Puis il sentait comme un courant d’air glacial souffler sur ses méninges surexcitées, éteindre son enthousiasme : c’était le « si tout marche bien d’ici là » du pasteur qui douchait sévèrement son espérance et son ardeur. On était en avril. Il comptait sur ses doigts. Encore six mois avant d’entrer au Paradis. Six mois pour prendre une Mâle Autorité, gagner complètement les bonnes grâces de M. Barthélémy ; il faudrait mettre les bouchées doubles ; ne pas s’embarrasser de choses inutiles ; se débarrasser de certaines contraintes qui n’étaient plus du tout compatibles avec ces nouvelles relations, ni avec le brusque virage que venait d’amorcer sa vie. Son frère. Sa mère. Surtout son frère. L’imaginer débarquant avec ses gros godillots et sa dégaine de troupier dans cette Jérusalem terrestre, dans cette bonbonnière – pleine de quels bonbons ! – « Kek-tu-fous-là, Joseph ? » Il en avait des sueurs froides. Qu’allait-il leur dire, là-bas, en arrivant ? Rien, pour le moment ; il valait mieux se taire, garder le secret : le triomphe éclaterait par la suite, avec la violence d’un scandale. Certes, il serait démangé par l’envie d’en parler – de parler de n’importe quoi qui, de près ou de loin, ait quelque rapport avec ELLE :

Guillaume Tell, Jean-Jacques Rousseau, le lait Nestlé ; autant d’écrans de protection et de bouffées d’oxygène, dans ce milieu familial si haïssable, si dégradant quand on est amoureux et qu’on a besoin autour de soi de pelouses et de roses. Premier acte de volonté : savoir se priver de ces enfantillages. C’est en lui, pendant ces six mois, qu’il puiserait force, courage, volonté, en lui qu’il respirerait Son Odeur – Leur Odeur, l’odeur de cette ville, et celle de la Suisse, car tout cela allait ensemble – avec cette jouissance encore plus subtile de celui qui a trouvé un trésor et qui le garde pour lui tout seul : preuve de caractère, gage de réussite.

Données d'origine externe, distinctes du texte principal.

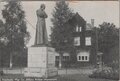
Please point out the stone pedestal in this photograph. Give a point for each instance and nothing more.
(41, 62)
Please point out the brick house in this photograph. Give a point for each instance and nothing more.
(82, 40)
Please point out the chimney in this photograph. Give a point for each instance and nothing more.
(92, 22)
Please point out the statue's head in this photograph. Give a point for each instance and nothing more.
(42, 6)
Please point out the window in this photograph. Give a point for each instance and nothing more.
(77, 41)
(78, 29)
(88, 41)
(65, 58)
(79, 57)
(83, 58)
(57, 58)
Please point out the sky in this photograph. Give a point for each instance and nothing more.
(100, 11)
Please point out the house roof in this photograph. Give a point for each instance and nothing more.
(88, 26)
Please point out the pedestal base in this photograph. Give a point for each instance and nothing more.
(41, 62)
(40, 72)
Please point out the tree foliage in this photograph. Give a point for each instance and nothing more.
(61, 38)
(15, 25)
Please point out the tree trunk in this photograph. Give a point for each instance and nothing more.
(11, 64)
(60, 60)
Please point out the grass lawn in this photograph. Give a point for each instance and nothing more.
(70, 77)
(78, 77)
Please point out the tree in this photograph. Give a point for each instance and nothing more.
(15, 27)
(61, 38)
(108, 37)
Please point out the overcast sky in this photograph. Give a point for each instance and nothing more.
(101, 11)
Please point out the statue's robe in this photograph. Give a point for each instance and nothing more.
(41, 32)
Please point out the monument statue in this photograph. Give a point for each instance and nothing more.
(41, 32)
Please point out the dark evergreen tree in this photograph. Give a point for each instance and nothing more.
(15, 27)
(61, 37)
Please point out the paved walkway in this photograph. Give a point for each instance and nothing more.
(75, 71)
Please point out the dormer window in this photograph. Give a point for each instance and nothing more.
(88, 41)
(78, 29)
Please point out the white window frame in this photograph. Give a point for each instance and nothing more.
(77, 41)
(79, 58)
(88, 41)
(78, 29)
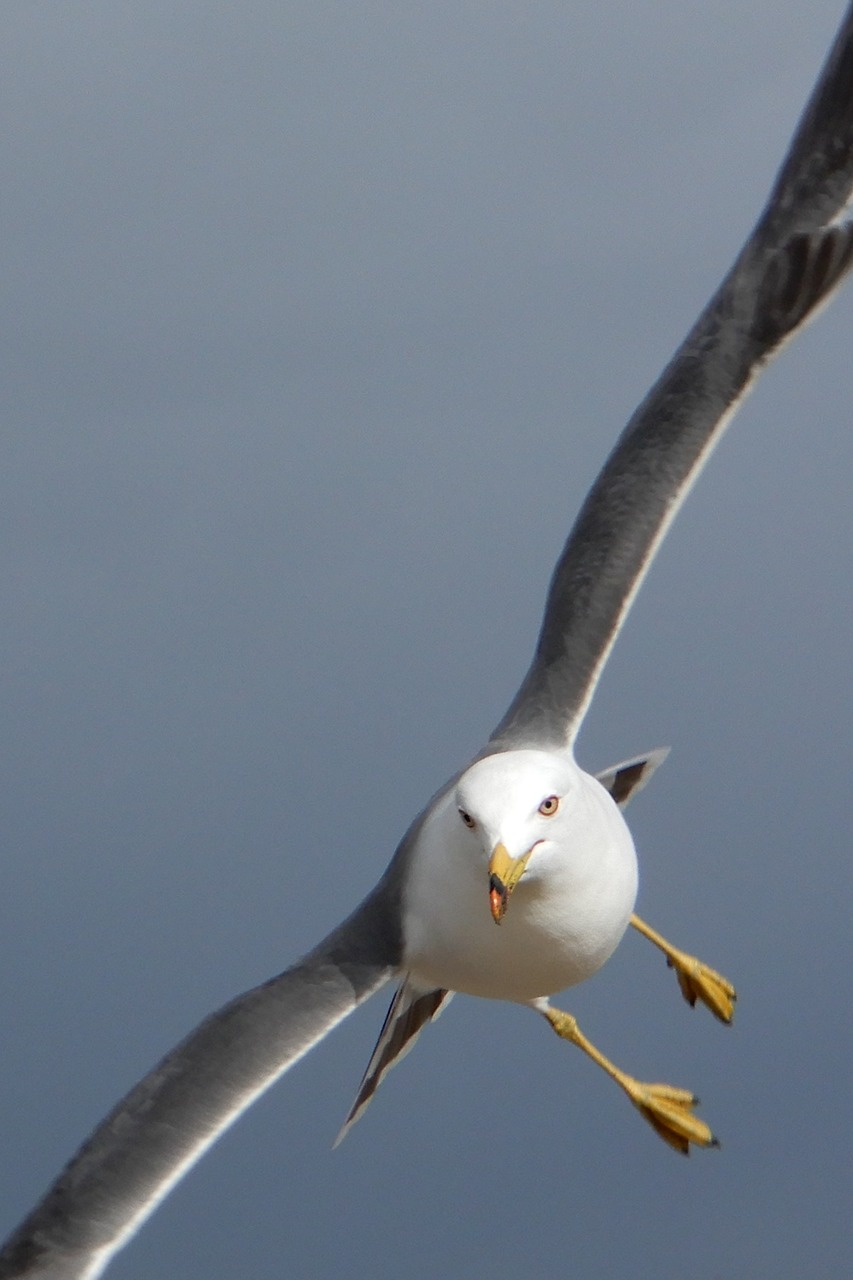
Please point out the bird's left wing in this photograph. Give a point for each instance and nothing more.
(167, 1123)
(792, 263)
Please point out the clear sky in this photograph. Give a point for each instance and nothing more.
(319, 320)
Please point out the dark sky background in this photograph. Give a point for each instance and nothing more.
(319, 321)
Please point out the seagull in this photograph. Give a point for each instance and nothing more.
(518, 880)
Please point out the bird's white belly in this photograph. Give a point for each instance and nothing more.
(557, 931)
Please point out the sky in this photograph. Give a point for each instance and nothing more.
(319, 320)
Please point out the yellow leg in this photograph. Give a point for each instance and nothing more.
(669, 1110)
(696, 979)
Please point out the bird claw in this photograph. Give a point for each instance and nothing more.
(670, 1114)
(699, 982)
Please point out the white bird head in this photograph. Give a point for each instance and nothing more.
(521, 809)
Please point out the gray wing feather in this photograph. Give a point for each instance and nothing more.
(790, 264)
(167, 1123)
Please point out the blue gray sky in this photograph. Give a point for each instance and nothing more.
(319, 320)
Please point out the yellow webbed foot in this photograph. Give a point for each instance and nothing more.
(699, 982)
(670, 1114)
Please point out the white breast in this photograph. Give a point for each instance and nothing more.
(564, 919)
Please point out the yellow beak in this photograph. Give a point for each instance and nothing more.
(505, 873)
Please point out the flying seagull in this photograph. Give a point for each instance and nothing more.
(518, 880)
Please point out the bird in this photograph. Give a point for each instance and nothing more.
(518, 878)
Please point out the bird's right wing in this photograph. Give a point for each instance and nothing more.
(173, 1115)
(789, 266)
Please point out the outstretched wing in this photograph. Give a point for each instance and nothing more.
(167, 1123)
(790, 264)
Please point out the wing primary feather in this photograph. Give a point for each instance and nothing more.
(409, 1013)
(177, 1111)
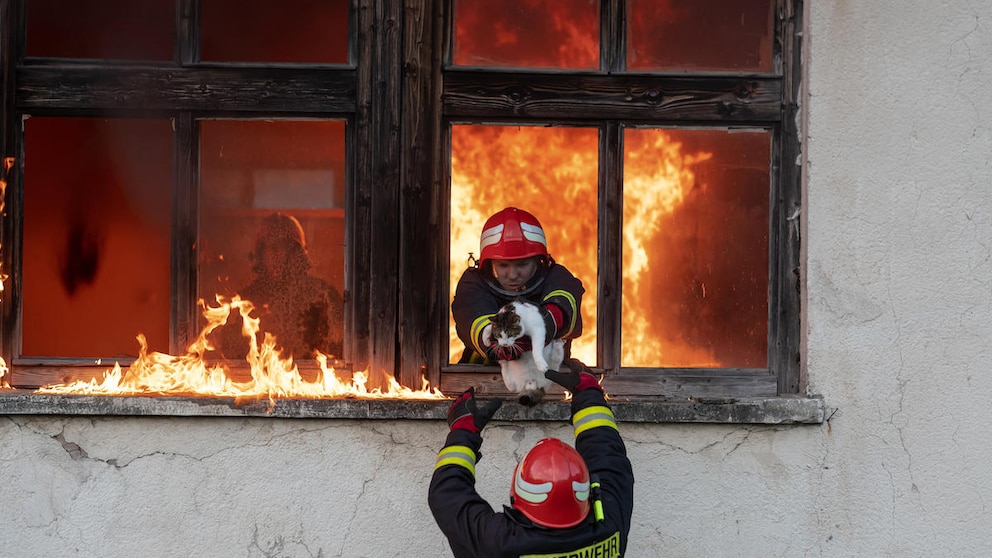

Il tournait, retournait et ruait dans son lit, d’impatience, et comme si cela eût pu faire avancer les choses. Parfois, il tendait l’oreille, croyant entendre marcher dans le couloir de l’hôtel : il n’y avait aucune raison pour qu’une vendeuse de la librairie, blonde (la sienne), brune, rousse, qu’importe, instruite de son adresse et qu’il allait quitter la Suisse dès demain matin, ne vienne, comme ça, au milieu de la nuit, sous un prétexte quelconque… O Dieu des Armées ! Il fallait que ça marche ! Ça marcherait… Il se calmait. Ces filles, tout de même… Elles étaient d’une autre race, elles respiraient la santé, la jeunesse. Les gens d’ici ne devaient pas vieillir : ils étaient immortels, comme en Amérique. On ne pouvait pas imaginer non plus que ces merveilles habillées en fille fassent pipi… C’est la pauvreté qui sent mauvais, qui va au cabinet, qui est vieille. Oh ! se laver, se blottir dans ce corps divin, l’avaler, ou en être avalé… Et la machine repartait de plus belle.